Busy last day

As any member of the government should know there are only two good days on the job: the first day and the last day

The last day in office is usually reserved for quiet contemplation and reflection when the government goes over what it accomplished in its tenure and what it did not. So it is surprising that the Economic Coordination Committee (ECC) of the Cabinet was weighed down instead on May 31st by seemingly endless hours of decision-making on a whole gamut of issues. The PML-N government was apparently in a rush to approve a package of five-year tax exemptions and a raft of other incentives for regions once administered by federal and provincial authorities to enable their mainstreaming and eventual merger with Khyber-Pakhtunkhwa.

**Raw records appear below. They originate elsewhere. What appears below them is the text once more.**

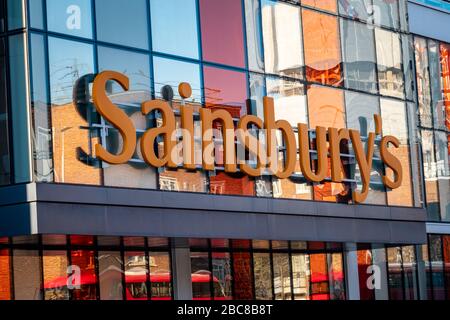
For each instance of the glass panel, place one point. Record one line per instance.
(201, 276)
(27, 275)
(222, 32)
(322, 48)
(446, 254)
(136, 275)
(222, 279)
(437, 104)
(423, 82)
(390, 75)
(16, 14)
(328, 5)
(254, 38)
(282, 276)
(136, 66)
(395, 280)
(357, 9)
(358, 47)
(443, 172)
(133, 32)
(410, 273)
(336, 275)
(430, 174)
(5, 275)
(386, 13)
(110, 266)
(174, 27)
(5, 170)
(290, 104)
(36, 13)
(56, 279)
(395, 124)
(225, 89)
(283, 52)
(72, 145)
(20, 109)
(445, 69)
(437, 267)
(160, 276)
(54, 240)
(361, 109)
(172, 73)
(134, 241)
(72, 17)
(364, 262)
(41, 131)
(81, 240)
(320, 289)
(326, 108)
(243, 282)
(85, 261)
(301, 276)
(263, 276)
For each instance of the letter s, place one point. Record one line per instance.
(392, 162)
(115, 116)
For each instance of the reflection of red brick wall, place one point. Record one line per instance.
(243, 282)
(5, 277)
(66, 124)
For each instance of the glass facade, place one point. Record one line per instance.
(325, 63)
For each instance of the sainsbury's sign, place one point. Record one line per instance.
(263, 148)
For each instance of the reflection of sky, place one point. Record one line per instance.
(173, 72)
(174, 27)
(135, 65)
(69, 61)
(57, 17)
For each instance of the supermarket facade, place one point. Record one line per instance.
(92, 207)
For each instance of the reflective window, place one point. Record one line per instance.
(263, 276)
(222, 278)
(328, 5)
(254, 38)
(322, 48)
(5, 275)
(390, 74)
(68, 62)
(282, 276)
(283, 52)
(55, 272)
(359, 56)
(5, 171)
(72, 17)
(26, 273)
(222, 32)
(160, 276)
(290, 104)
(133, 32)
(174, 27)
(445, 69)
(326, 108)
(137, 67)
(423, 82)
(110, 266)
(357, 9)
(386, 13)
(243, 280)
(36, 13)
(395, 124)
(361, 109)
(201, 276)
(42, 134)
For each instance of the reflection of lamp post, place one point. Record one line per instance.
(63, 131)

As any member of the government should know there are only two good days on the job: the first day and the last day. The longer a government has been on the job the better is its last day. As a government that completed its tenure, the PML-N should perhaps have been overcome by feelings of euphoria and happiness but the outgoing prime minister, Shahid Khaqan Abbasi, would have none of it, preferring to consolidate his party’s hand in the future power stakes of the country. Populist measures such as ending the collection of a Neelum-Jhelum surcharge on electricity bills and tax exemptions as well as other incentives can work like a charm in the upcoming election. By giving off the impression that it is preoccupied more with the status of projects it began or conceived and will not detract from its goals under any circumstances, the administration of Shahid Khaqan Abbasi has shown the resolve that is needed in government and elsewhere too — even if the motivation for that is perpetuation of self-interest. We applaud the fact that the outgoing government chose to cast aside the sentimentality of another democratic transition for more practical steps. Pakistan is in need of more pragmatism. 


Published in The Express Tribune, June 2nd, 2018.